A return to letter writing...I hope

I hate being on the phone. In the age of digital mobile technology, it’s awkward. It’s hard to hear the other person and often stymieing in terms of useful discourse. I like to think about what I’m trying to say before I say it and being on the phone short circuits that process. It also has the regrettable consequence of violating my privacy. Anyone within earshot gets to hear what I’d usually prefer to keep to myself.
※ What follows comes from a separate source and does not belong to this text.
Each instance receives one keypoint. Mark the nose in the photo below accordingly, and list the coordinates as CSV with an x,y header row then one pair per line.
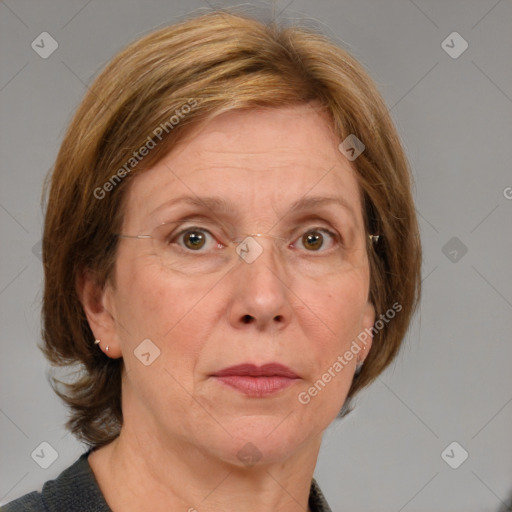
x,y
261,289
That’s why when email and then the rise in texting emerged I was thrilled. The emphasis is in trying to communicate ideas and concepts via words not little, pre-rehearsed sound bites. Plus I’m way too distracted by life to actually spend time in a one-on-one conversation by happenstance. If I want to communicate with someone face to face (or receiver to receiver) then I like to plan it, not get stuck in it by default when I’m in the middle of taking a shower, cleaning out my office or enjoying Battlestar Galactica. I consider timing…my timing… to be primary to me, not the province of the person calling me.

This week I’m taking this asynchronous communication model even farther. I actually took pen to paper and wrote a letter. It wasn’t anyone’s birthday and it clearly wasn’t a holiday. I just felt that the distance engendered by a letter slowed down the whole discourse game. That distance gave me some room to breathe. Allowed for some time between the call and response.
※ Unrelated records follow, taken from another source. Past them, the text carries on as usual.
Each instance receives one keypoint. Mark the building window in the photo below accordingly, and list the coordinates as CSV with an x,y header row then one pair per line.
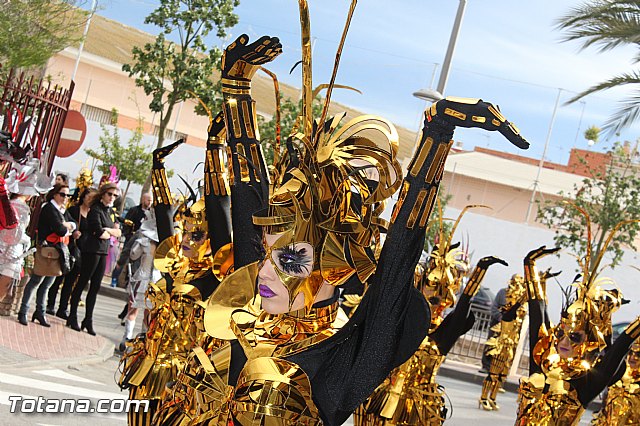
x,y
168,134
99,115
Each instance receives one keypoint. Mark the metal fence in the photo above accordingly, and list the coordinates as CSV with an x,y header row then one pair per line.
x,y
470,347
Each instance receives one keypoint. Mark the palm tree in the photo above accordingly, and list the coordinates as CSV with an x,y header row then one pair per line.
x,y
608,24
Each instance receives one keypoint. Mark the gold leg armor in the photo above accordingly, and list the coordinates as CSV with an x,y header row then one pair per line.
x,y
484,403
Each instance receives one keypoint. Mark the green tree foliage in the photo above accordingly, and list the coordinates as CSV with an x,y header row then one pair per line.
x,y
608,197
592,134
33,31
133,159
289,112
172,72
607,24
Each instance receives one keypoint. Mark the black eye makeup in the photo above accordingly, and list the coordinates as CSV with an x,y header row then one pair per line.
x,y
293,261
197,235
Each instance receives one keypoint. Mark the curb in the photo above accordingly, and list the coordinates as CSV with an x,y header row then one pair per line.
x,y
510,385
113,292
105,352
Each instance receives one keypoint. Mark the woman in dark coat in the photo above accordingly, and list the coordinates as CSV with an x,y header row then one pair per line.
x,y
101,228
52,228
78,213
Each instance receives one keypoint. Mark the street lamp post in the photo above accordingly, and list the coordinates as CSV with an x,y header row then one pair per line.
x,y
435,95
453,39
541,163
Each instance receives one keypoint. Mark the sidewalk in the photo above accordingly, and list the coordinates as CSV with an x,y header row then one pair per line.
x,y
22,346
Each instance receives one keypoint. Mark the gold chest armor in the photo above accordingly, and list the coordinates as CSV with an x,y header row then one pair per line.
x,y
410,395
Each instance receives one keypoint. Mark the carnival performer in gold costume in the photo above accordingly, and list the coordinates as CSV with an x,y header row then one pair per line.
x,y
286,363
570,363
622,404
502,346
186,262
411,395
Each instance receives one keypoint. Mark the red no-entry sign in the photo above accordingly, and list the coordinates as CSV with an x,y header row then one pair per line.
x,y
73,134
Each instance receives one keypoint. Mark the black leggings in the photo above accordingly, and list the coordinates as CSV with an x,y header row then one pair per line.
x,y
91,269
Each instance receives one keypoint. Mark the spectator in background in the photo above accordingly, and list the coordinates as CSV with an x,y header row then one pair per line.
x,y
496,316
94,254
133,220
53,228
62,179
78,213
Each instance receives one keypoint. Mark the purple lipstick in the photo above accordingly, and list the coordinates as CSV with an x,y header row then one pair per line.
x,y
265,291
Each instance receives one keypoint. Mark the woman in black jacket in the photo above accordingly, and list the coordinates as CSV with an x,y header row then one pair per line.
x,y
53,228
94,254
78,213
I appreciate that psychic space afforded by written dispatches. As a fairly defended person it allows me to discuss things more thoughtfully rather than being placed on the spot (and I say this despite the recent spate of Twitter bashing. Actually I love the economy of language that Twitter imposes. Such constraints are not always a bad thing.). As a life-long introvert, writing gives me the ability to consider and then address a more comprehensive platform of my ideas, examining them for flaws, and misrepresentations. Even as we dive headlong into the twilight of books, newspapers, letters and the like, I still believe there is a place (as was found for radio) for the old tools of connection, if only as a tool to narrow down the clamor of our many trains of thought.

I hope today’s letter will be my first of many.